The family together in their garage-home.
     
  
Battsetseg, 36, waits on the streets of Ulaan Baatar for her husband who went out looking for work earlier that morning. With no way of communicating with oneanother, she walks and waits, hoping to meet him. Life on the sreets is unpredictable however, so she spends many hours walking the streets alone, waiting.
  
Huyga collects rubbish near the family's garage-home.
  
“We have been living on the streets for 10 years and in this garage for 1 year”, said Battur,55, the grandfather of the family who, in his youth, studied Mongolian Language and Literature at one of the capital’s Universities.
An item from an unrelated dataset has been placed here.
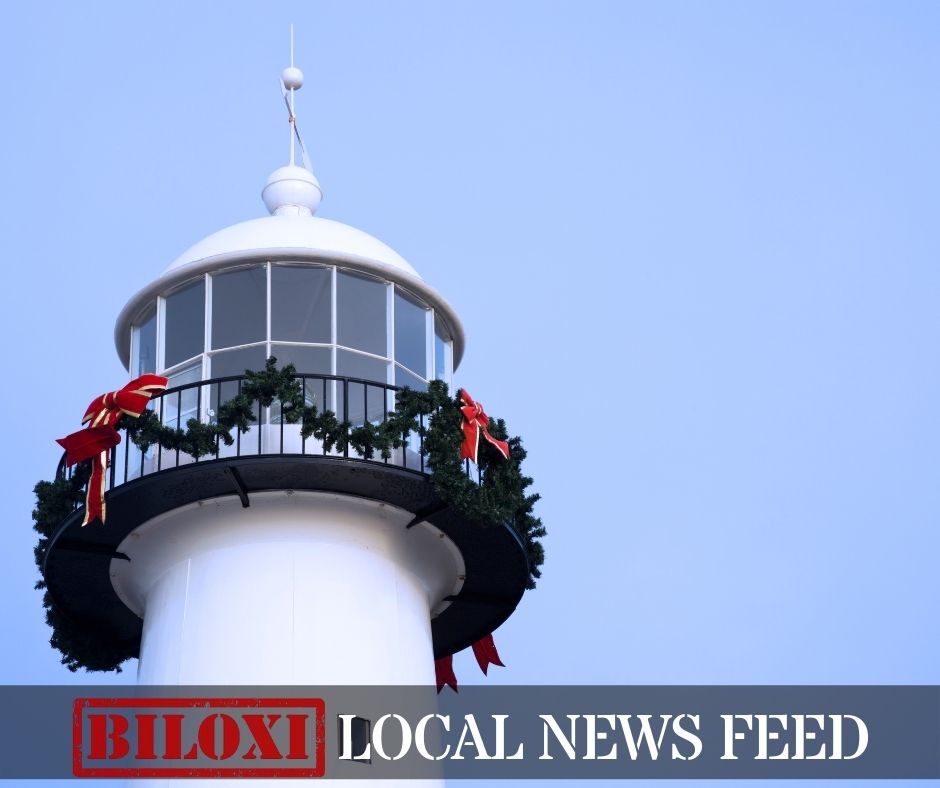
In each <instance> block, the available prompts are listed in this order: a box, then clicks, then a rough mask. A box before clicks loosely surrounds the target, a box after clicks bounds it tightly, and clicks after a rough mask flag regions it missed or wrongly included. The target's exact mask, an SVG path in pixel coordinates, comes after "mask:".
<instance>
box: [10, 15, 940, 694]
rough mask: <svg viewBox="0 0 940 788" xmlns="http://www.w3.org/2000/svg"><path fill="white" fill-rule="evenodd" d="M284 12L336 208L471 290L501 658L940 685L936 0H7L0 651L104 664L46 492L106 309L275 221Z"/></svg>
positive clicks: (440, 285)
Divorcing from his wife in the 1990’s turned him to drink and hence onto the street.
     
  
Ounsuren stands and waits for food to be cooked near the family's garage-home.
  
A delicate bracelet hangs from the wrist of the grandfather Battur. He is among 50% of Mongolians whose religion is Buddhist Lamaist.
  
Ulaan Baatar is the coldest capital city in the world, with winter temperatures dropping to as low as minus 40 degrees Centigrade. With no heating in their garage-home, the family must huddle together as much as possible in order to share their body heat.
     
  
The family's day revolves around a cycle of walking the streets, collecting bottles, drinking vodka, finding any food they can and just making it through the day.For the country’s 1 million people who live below the poverty line, the world’s reaction the global financial crisis in the coming months and years will have huge direct significance on their lives and their basic ability to survive.